Sam Altman’s Thoughts on Universal Basic Income (UBI)
Sam Altman is a strong proponent of Universal Basic Income (UBI) as a tool to reduce poverty and equip people for an era of rapid technological change, particularly as AI advances could disrupt traditional labor markets. He has backed large-scale studies to empirically evaluate UBI’s impact, most notably funding OpenResearch’s comprehensive trial in which low-income individuals received monthly, unconditional payments.
Altman’s rationale for UBI originates from his skepticism about traditional government welfare programs and his belief that directly providing people with cash enables better decision-making and autonomy. He argues, “if you could just give people money they would make good decisions...I’m very much in favor of lifting up the floor and reducing, eliminating poverty.”

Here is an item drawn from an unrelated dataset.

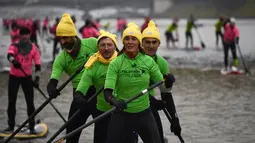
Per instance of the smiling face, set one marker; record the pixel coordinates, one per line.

Results from the Altman-backed pilot have shown that recipients spent most of their basic income on food, housing, transportation, and childcare, and that overall reductions in hours worked were marginal (about an extra 15-minute break a day), indicating UBI does not meaningfully discourage employment.
More recently, Altman has begun to speculate that the future should involve not just traditional UBI, but also “Universal Basic Compute”—giving everyone a share of advanced AI resources (such as compute from models like GPT-7) that they can use, sell, or donate, thus equitably sharing the productivity gains from AI.
Altman has also endorsed funding UBI-like dividends through public wealth generated from AI or land taxes, rather than solely from general taxation. He distinguishes UBI from guaranteed basic income (GBI) aimed at poverty reduction; he envisions a UBI as broadly sharing new societal wealth, similar to resource dividends like Alaska’s oil fund.
Altman does not claim UBI is a panacea: he acknowledges it won’t solve every problem (such as healthcare or housing affordability), but sees UBI as a foundational economic reform for widespread AI-driven disruption.